Phil Giebler: For me it's really important to learn the tracks because I'm aiming for British Formula 3 next season. Also, having raced Formula 3 this year, I'm gaining a little diversity. The F3 is a very light, direct, sensitive car to drive and the Palmer is a really fun car to throw around by contrast. If you drove something as nimble as an F3 the same way as we're driving these things you'd be going backwards, over driving it. It's hard, fun racing in Palmer and winning the Winter Series title is huge. I've won in Europe and that's a nice achievement.

Josh Rehm: Adapting to the whole smorgasbord of elements - the cars, the circuits, the weather, the competitionÉ even things like standing starts are all new to me, and so that's a lot of learning in a short time and I'm happy to take that home. There's been no time to think it over, and that's the most obvious thing about racing here - nobody has the luxury of time. You earn every tenth of a second and, having done a lot of winning back home, it gives you a real appreciation of how and why. You respect everything you achieve in the racecar.

The enthusiasm you've displayed purely for racing in whatever form is infectious and, as we said, is somewhat different to the norm. How is it you maintain your dedication and enjoyment at the same time?

Phil Giebler: We're not businessmen! I still feel 16 years old, I just moved out of my family home two years ago and a large part of that time's been spent in Europe learning all I can about driving a racecar.

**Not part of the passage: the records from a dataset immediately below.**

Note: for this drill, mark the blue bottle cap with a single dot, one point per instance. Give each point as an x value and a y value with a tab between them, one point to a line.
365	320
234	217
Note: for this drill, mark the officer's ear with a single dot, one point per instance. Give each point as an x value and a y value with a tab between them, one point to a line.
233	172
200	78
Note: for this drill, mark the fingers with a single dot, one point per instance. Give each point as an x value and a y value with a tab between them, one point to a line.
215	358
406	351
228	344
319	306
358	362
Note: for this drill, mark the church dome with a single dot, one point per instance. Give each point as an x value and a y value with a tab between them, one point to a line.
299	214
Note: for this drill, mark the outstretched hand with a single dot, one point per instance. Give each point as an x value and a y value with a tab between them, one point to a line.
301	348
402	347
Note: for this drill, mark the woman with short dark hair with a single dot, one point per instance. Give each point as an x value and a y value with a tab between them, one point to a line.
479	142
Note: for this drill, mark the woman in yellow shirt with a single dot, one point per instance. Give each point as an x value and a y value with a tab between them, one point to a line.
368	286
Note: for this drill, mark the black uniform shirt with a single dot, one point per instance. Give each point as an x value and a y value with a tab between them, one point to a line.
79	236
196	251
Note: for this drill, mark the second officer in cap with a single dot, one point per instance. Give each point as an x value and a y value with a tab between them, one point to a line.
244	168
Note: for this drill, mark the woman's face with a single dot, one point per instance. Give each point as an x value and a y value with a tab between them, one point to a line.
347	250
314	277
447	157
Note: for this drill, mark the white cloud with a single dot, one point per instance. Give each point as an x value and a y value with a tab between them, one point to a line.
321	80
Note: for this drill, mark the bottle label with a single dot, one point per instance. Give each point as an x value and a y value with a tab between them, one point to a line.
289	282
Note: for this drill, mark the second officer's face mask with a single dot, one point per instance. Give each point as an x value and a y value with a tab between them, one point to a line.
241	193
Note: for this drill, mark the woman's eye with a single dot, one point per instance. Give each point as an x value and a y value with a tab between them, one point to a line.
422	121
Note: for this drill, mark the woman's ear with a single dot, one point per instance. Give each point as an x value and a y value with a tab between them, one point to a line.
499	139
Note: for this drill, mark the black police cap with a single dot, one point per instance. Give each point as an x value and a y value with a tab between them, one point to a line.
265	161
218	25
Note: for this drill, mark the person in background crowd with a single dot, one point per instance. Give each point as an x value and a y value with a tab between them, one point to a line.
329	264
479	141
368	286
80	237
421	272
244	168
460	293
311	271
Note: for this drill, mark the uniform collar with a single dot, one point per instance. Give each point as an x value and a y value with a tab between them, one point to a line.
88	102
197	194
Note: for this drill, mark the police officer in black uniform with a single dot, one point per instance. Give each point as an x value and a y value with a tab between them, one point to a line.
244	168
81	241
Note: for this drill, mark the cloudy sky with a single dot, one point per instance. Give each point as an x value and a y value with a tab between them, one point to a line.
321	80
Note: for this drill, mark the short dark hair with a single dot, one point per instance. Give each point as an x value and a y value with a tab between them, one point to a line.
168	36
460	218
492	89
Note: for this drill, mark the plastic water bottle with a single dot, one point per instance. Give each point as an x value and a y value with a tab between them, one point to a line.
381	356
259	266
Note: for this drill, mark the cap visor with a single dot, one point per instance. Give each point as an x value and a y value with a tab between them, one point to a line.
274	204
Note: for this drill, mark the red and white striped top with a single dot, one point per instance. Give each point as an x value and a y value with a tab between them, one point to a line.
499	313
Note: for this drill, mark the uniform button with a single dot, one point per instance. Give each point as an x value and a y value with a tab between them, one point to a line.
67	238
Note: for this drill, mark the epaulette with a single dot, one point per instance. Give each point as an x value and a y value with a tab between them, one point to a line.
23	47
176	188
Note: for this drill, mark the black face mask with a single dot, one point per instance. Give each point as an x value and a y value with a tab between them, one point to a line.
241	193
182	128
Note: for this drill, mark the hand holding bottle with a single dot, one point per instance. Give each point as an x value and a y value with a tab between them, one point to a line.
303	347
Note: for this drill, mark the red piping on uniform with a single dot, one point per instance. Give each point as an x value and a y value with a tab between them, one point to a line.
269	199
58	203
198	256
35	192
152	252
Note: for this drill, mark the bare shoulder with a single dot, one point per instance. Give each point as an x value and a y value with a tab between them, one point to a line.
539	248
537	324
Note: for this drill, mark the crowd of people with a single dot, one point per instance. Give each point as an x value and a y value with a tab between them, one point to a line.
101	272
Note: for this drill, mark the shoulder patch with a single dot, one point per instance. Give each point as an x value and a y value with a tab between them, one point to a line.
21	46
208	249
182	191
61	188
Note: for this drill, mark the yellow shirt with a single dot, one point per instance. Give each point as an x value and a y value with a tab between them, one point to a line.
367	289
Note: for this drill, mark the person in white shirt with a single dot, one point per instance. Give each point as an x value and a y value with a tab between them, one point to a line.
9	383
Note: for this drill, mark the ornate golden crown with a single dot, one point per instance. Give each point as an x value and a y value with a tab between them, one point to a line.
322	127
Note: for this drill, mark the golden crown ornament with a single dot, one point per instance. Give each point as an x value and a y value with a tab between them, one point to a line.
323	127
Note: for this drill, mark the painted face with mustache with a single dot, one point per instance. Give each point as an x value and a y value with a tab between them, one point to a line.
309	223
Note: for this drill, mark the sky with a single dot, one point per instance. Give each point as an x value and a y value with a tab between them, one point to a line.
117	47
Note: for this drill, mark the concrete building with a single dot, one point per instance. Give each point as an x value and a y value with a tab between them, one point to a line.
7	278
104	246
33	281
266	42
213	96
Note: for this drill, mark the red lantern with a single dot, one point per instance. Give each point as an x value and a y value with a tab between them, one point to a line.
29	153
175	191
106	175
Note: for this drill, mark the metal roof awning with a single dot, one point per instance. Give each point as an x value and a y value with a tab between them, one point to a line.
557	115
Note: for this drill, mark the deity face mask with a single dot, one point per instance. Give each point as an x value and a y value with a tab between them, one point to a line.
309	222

Joey Hand: These guys will tell you I'm sort of a throwback to the old school. I can't list all the kinds of racing I've done, there's everything in there from karting up through Sprint cars, Formula Mazda and on through FPA and whatever else. Next year I'm doing two series, I'm driving for BMW in sports cars and I'll be doing Toyota Atlantic but that's what I want to do. Come rain or shine, with a roof over my head or in a Formula car I want to race, and as long as I'm racing I'm happy.

Josh Rehm: It's just not so concentrated at home, it's a smaller circle of people and it doesn't pay to get uptight with the other guys you're racing against. If on a rare occasion somebody tries to put you in the wall then you go right back and settle things up and after that there's no problem. Here everybody's fighting each other all the time, in the car and out of it so I guess I'll be taking the focus I've had to gain very, very quickly.